# RRP message to client



## BrushJockey (Mar 15, 2009)

I'm putting together a proposal for a client that I have worked for before. They are now out of state and preparing this house to be put on the market. 
I have been wondering if I should bring up RRP at all or not, as that I'll be doing it next week. I see this as an opportunity to practice both the "rap"and the procedure before the hammer completely falls. I communicate with them by E mail. 
Here's the rap- what do you think?
(BTW, I have the class cert but my biz cert is "in process")

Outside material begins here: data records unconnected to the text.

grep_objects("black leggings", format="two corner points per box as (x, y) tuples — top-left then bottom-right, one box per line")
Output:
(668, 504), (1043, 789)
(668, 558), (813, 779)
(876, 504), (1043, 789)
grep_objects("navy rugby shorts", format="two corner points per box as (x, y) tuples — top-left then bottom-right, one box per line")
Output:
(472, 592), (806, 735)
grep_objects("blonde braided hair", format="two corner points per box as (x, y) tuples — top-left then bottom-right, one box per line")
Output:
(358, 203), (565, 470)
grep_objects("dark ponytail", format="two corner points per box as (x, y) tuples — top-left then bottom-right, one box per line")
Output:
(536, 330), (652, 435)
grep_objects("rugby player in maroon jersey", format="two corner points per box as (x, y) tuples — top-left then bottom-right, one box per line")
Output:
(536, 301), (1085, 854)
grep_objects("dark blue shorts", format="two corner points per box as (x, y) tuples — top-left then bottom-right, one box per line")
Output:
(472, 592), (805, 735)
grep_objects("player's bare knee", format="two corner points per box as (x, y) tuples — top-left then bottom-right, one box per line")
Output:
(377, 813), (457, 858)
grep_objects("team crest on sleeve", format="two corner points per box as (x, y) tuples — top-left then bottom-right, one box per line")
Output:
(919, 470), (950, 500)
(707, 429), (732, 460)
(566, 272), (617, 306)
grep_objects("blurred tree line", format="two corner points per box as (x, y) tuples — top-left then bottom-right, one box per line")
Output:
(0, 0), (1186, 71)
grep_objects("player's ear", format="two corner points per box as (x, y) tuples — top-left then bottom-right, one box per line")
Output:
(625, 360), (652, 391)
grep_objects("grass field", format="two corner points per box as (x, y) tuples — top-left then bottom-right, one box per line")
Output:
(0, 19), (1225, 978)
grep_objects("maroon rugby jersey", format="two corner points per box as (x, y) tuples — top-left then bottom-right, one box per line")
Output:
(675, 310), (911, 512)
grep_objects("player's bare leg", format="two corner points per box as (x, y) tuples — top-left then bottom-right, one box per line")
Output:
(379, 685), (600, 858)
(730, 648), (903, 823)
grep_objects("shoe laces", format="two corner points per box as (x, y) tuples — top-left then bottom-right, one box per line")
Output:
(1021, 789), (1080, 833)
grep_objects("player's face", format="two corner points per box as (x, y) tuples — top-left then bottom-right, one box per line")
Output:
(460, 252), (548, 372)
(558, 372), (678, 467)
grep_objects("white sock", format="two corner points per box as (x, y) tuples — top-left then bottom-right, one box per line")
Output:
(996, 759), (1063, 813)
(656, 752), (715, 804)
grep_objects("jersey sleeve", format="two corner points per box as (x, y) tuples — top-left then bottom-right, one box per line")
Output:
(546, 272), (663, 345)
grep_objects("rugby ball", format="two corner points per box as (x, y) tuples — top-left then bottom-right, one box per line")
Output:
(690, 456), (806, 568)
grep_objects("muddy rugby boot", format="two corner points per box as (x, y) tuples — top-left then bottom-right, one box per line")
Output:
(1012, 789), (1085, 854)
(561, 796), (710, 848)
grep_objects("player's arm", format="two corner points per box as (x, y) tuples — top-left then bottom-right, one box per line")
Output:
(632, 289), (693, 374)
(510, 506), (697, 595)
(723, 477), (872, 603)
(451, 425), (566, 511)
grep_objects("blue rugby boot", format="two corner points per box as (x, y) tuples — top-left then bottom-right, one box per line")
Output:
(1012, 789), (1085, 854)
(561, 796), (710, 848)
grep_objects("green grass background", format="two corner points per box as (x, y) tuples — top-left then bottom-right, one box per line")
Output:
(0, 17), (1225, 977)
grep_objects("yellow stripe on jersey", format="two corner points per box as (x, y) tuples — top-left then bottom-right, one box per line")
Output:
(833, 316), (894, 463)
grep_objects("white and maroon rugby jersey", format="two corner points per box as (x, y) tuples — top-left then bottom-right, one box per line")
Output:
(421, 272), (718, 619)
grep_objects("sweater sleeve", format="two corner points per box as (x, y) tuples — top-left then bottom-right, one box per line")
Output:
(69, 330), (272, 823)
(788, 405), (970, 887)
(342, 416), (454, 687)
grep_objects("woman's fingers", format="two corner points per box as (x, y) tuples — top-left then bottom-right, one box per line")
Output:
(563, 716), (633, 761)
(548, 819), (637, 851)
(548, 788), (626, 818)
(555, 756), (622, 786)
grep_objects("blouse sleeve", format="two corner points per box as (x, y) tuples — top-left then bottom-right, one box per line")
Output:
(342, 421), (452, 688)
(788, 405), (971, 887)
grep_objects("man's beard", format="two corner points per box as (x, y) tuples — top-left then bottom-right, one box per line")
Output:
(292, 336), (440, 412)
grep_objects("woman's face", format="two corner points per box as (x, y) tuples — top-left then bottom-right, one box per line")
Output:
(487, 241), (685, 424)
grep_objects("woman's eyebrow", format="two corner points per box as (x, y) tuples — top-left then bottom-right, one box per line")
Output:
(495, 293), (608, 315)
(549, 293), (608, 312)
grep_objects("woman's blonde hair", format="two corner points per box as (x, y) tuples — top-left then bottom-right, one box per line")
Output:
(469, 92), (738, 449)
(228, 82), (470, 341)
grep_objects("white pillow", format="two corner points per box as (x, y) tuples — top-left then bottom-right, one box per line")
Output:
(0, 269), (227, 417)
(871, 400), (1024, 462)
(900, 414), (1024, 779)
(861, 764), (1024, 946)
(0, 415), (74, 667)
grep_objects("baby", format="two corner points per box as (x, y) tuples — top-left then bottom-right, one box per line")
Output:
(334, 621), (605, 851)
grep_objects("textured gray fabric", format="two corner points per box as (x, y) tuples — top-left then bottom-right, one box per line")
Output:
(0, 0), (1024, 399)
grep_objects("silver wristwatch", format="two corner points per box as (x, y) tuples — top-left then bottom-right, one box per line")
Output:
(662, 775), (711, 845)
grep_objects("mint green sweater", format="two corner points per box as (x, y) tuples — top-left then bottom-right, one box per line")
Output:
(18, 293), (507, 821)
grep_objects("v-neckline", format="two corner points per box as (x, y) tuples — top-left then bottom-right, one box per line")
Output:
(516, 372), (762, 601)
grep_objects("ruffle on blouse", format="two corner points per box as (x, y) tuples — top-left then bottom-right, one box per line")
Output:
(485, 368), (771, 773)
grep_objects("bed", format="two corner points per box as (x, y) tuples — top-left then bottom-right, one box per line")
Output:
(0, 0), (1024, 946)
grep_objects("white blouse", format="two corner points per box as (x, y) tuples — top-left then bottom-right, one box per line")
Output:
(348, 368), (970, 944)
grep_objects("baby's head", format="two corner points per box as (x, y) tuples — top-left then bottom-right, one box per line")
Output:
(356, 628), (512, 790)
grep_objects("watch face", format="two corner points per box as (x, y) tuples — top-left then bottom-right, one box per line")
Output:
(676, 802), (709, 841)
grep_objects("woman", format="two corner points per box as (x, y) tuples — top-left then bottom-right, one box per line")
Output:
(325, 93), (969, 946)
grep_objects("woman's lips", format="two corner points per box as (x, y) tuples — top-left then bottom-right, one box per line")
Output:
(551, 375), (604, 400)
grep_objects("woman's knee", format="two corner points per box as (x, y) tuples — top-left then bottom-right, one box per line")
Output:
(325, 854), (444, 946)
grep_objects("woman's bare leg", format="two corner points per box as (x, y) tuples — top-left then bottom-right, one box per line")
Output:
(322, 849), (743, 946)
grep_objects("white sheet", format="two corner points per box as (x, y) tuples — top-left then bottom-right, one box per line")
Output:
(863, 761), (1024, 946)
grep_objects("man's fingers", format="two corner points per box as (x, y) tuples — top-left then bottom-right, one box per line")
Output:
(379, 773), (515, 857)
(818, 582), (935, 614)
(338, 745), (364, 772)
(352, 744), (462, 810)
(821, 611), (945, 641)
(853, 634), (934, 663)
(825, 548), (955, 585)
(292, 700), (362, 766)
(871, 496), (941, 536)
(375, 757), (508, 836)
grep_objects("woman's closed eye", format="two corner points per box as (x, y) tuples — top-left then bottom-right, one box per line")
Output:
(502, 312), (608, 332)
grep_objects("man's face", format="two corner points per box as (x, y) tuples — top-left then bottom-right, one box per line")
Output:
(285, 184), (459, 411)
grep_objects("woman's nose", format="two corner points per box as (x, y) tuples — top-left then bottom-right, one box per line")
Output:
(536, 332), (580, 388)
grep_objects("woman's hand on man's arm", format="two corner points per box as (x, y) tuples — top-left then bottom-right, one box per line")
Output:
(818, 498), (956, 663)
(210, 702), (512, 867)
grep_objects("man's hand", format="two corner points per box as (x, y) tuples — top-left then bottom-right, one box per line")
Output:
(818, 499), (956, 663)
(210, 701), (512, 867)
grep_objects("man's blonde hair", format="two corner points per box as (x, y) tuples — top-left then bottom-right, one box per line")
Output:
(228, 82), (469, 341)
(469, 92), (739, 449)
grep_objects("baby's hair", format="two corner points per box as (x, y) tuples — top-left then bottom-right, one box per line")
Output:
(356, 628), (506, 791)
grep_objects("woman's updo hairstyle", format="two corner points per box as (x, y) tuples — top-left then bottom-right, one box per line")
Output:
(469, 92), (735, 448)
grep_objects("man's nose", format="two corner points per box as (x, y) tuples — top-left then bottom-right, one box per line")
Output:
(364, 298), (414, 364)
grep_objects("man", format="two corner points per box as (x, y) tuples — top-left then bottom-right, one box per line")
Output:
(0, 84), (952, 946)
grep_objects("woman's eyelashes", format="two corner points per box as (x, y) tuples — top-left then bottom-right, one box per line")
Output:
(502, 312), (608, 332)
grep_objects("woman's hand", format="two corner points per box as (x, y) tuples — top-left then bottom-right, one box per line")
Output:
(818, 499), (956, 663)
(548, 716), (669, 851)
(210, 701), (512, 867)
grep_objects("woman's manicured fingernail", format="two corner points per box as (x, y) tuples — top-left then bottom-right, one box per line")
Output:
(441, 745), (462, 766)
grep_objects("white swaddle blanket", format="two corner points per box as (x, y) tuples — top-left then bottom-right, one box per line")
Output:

Since we did our last work there is a new ruling that is coming into full effect mid April, but is the huge buzz in the reno biz right now. It is the EPA “Repair, Renovate and Paint” or RRP Rule that is about containing dust and debris that is potentially containing lead. 
I will be required to inform clients through a pamphlet, and required to have them sign that they received it about this new regulation. And then follow very specific guidelines about setting up containment and clean up following to insure a “lead free” renovation. This is not abatement where it is actually removed, but safe practices. 
This will apply to housing older than 1978 . It is very difficult and expensive to verify that lead is or is not present, so most of the time it is easier just to assume it is and go through the process. This is what I will be doing for your room. 
My repair work potentially will drill though old unknown layers of paint so I will assume lead is present. 
I have always tried to work clean, but this brings it to a whole other level. Please follow the link provided, and print out a copy of the brochure. I will ask you on the proposal to sign that you have received a copy, even if it is electronically. 
Let me know if you have any questions.


----------



## RCP (Apr 18, 2007)

If it is a pre 78 you have to say something.
The brochure has been required since last year. Make sure they sign the actual form at the back of the book.
I would say "although we have always used Lead Safe Practices, new regulations taking effect April 22 will require extra measures and documentation."


----------



## BrushJockey (Mar 15, 2009)

Our instructor said that we could incorporate the reciept sig in our contracts. 
This would make sense, but not much of this does.
Also I read from Contractor talk in an excerpt that it was ok to use an electronic form of the brochure, but they had to confirm that they could receive it.


----------